You are viewing a plain text version of this content. The canonical link for it is here.
Posted to issues@spark.apache.org by "Reynold Xin (JIRA)" <ji...@apache.org> on 2015/08/15 06:00:47 UTC
[jira] [Resolved] (SPARK-9323) DataFrame.orderBy gives confusing
analysis errors when ordering based on nested columns
[ https://issues.apache.org/jira/browse/SPARK-9323?page=com.atlassian.jira.plugin.system.issuetabpanels:all-tabpanel ]

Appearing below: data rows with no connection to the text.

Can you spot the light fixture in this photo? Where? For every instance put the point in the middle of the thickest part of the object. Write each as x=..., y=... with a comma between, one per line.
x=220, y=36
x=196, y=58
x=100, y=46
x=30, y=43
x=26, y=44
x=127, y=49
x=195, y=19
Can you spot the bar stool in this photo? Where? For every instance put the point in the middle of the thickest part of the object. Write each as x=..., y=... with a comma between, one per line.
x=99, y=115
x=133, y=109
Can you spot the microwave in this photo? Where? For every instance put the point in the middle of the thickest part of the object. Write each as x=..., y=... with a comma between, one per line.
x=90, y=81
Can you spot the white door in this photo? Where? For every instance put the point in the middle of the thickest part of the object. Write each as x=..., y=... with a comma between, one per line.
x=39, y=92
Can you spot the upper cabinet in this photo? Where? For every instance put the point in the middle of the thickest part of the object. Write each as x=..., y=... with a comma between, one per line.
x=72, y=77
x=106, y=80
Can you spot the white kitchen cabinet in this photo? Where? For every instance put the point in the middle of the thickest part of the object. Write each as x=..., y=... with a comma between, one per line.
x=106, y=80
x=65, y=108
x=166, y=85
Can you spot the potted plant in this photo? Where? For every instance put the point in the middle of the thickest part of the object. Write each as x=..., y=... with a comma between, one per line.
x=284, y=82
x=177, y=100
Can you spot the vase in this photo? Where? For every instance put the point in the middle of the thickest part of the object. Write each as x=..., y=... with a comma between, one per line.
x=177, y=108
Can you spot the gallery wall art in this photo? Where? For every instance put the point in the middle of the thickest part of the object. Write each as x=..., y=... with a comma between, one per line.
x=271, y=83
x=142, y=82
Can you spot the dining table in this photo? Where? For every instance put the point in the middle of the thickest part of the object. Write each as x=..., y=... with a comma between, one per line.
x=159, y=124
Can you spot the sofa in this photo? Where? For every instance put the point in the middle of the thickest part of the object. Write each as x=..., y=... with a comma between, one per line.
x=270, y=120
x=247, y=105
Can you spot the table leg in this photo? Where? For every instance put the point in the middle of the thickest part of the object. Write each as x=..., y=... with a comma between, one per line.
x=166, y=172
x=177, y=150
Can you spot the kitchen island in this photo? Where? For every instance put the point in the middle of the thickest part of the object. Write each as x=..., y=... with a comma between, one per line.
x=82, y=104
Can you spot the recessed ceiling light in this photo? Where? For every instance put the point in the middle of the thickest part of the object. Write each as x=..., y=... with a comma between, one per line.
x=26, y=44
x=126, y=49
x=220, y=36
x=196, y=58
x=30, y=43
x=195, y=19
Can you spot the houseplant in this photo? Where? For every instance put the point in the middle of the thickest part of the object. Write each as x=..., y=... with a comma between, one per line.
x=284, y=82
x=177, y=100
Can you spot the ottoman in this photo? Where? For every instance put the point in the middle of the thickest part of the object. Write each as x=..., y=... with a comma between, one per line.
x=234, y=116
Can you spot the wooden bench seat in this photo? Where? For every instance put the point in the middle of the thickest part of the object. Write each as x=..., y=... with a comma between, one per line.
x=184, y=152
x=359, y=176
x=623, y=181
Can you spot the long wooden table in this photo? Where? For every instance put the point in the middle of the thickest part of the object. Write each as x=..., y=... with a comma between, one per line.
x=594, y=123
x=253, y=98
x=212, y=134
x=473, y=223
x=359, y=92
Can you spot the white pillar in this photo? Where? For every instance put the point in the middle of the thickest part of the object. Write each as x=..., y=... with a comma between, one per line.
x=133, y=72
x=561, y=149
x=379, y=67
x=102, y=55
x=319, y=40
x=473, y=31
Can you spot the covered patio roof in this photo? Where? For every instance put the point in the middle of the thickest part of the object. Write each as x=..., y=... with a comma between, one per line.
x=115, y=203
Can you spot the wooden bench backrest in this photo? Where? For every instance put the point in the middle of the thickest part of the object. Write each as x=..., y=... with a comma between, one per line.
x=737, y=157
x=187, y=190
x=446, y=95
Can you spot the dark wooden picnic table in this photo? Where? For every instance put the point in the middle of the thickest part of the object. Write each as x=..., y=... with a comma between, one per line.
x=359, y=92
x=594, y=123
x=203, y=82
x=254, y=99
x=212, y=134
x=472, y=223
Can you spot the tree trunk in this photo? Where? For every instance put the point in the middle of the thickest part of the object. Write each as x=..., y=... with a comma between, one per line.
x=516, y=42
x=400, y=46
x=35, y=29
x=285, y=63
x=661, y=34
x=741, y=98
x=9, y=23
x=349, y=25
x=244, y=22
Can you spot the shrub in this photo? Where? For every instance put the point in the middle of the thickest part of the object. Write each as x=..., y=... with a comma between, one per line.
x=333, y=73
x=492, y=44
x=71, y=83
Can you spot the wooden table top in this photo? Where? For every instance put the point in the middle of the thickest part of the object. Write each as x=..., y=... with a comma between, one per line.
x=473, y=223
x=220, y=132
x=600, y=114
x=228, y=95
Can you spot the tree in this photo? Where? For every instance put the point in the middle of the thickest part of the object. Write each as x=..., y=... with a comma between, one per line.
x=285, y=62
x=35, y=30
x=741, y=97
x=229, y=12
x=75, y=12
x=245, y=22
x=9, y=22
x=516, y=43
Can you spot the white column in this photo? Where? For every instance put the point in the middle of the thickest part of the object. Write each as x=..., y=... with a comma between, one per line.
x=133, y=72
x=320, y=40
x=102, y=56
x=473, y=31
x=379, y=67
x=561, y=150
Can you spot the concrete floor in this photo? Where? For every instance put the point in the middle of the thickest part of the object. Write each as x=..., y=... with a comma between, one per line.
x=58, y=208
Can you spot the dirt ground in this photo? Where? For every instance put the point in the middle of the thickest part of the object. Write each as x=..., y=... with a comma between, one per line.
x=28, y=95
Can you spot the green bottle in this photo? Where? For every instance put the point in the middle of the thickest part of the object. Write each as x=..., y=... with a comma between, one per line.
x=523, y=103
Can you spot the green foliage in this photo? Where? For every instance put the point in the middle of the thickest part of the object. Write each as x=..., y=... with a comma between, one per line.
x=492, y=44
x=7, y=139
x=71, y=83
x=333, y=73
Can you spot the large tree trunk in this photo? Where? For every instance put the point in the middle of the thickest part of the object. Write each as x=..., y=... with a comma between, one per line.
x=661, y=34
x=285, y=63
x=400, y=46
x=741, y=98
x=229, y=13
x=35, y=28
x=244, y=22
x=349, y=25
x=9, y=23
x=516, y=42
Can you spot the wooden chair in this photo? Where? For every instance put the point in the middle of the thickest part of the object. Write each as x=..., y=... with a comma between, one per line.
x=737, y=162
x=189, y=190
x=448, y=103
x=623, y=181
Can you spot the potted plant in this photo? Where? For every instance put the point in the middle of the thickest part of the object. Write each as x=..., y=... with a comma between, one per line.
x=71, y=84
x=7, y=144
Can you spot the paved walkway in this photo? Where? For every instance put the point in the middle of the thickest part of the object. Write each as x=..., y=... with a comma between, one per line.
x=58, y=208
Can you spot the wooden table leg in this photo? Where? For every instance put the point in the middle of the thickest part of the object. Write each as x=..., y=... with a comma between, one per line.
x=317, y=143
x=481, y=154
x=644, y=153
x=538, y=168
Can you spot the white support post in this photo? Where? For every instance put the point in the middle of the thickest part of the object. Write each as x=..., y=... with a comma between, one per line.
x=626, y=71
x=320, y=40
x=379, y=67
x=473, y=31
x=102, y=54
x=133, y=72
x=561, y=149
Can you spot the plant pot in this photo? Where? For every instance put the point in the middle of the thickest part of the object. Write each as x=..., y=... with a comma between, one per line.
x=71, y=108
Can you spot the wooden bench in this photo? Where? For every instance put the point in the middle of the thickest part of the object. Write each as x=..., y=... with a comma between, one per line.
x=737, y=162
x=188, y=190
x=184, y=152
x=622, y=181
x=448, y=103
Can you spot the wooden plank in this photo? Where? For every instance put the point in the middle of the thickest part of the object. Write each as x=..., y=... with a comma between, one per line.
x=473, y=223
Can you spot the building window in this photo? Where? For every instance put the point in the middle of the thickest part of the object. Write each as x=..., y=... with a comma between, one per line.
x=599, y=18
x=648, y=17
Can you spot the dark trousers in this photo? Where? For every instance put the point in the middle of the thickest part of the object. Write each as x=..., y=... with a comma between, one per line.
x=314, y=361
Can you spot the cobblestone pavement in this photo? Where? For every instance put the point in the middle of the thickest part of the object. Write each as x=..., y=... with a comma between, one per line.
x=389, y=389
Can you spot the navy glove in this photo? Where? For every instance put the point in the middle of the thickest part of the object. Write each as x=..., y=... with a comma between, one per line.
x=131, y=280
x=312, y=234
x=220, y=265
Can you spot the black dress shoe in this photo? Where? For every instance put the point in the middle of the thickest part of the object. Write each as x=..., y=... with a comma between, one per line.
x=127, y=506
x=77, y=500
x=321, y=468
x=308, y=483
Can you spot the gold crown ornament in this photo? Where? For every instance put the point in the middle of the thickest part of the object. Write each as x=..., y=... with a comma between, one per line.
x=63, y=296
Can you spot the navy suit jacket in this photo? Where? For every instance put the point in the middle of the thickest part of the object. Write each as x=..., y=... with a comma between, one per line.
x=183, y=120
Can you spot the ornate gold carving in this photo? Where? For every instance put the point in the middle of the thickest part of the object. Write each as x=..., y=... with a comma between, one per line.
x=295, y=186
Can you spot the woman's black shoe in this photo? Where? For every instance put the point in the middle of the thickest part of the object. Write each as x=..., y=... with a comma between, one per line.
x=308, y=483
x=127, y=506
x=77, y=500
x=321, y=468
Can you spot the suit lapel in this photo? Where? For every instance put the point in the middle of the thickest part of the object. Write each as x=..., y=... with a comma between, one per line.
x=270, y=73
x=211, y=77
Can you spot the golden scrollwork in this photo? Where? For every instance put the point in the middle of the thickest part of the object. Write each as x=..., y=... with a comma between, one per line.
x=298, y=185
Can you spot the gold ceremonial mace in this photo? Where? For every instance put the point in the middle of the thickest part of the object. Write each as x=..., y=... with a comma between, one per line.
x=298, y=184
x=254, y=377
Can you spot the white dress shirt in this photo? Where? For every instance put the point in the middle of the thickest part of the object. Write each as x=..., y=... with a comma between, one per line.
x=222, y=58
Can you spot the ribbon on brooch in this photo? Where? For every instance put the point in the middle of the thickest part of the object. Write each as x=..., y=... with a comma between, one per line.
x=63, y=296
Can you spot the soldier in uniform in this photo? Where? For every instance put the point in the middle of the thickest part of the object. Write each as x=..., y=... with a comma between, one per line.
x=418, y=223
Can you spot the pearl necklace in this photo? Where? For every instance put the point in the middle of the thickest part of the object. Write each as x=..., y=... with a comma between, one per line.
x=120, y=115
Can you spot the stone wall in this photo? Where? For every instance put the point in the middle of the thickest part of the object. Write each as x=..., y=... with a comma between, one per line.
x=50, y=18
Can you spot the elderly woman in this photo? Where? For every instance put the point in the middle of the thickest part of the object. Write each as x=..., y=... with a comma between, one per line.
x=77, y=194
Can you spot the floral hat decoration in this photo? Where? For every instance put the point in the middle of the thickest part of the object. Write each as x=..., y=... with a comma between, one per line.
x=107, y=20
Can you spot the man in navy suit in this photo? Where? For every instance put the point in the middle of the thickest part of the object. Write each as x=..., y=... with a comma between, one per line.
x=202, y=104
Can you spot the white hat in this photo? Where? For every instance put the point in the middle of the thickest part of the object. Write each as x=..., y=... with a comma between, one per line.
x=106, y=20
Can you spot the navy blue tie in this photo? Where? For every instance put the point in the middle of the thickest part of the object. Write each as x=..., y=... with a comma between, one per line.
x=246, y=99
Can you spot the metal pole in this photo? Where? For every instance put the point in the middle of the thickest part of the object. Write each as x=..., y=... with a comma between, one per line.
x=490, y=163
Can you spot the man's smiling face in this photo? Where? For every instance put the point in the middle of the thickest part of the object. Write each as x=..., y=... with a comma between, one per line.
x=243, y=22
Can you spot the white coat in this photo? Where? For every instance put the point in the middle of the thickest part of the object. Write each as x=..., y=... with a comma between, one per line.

Reynold Xin resolved SPARK-9323.
--------------------------------
Resolution: Fixed
Assignee: Michael Armbrust
Fix Version/s: 1.5.0
> DataFrame.orderBy gives confusing analysis errors when ordering based on nested columns
> ---------------------------------------------------------------------------------------
>
> Key: SPARK-9323
> URL: https://issues.apache.org/jira/browse/SPARK-9323
> Project: Spark
> Issue Type: Bug
> Components: SQL
> Affects Versions: 1.3.1, 1.4.1, 1.5.0
> Reporter: Josh Rosen
> Assignee: Michael Armbrust
> Fix For: 1.5.0
>
>
> The following two queries should be equivalent, but the second crashes:
> {code}
> sqlContext.read.json(sqlContext.sparkContext.makeRDD(
> """{"a": {"b": 1, "a": {"a": 1}}, "c": [{"d": 1}]}""" :: Nil))
> .registerTempTable("nestedOrder")
> checkAnswer(sql("SELECT a.b FROM nestedOrder ORDER BY a.b"), Row(1))
> checkAnswer(sql("select * from nestedOrder").select("a.b").orderBy("a.b"), Row(1))
> {code}
> Here's the stacktrace:
> {code}
> Cannot resolve column name "a.b" among (b);
> org.apache.spark.sql.AnalysisException: Cannot resolve column name "a.b" among (b);
> at org.apache.spark.sql.DataFrame$$anonfun$resolve$1.apply(DataFrame.scala:159)
> at org.apache.spark.sql.DataFrame$$anonfun$resolve$1.apply(DataFrame.scala:159)
> at scala.Option.getOrElse(Option.scala:120)
> at org.apache.spark.sql.DataFrame.resolve(DataFrame.scala:158)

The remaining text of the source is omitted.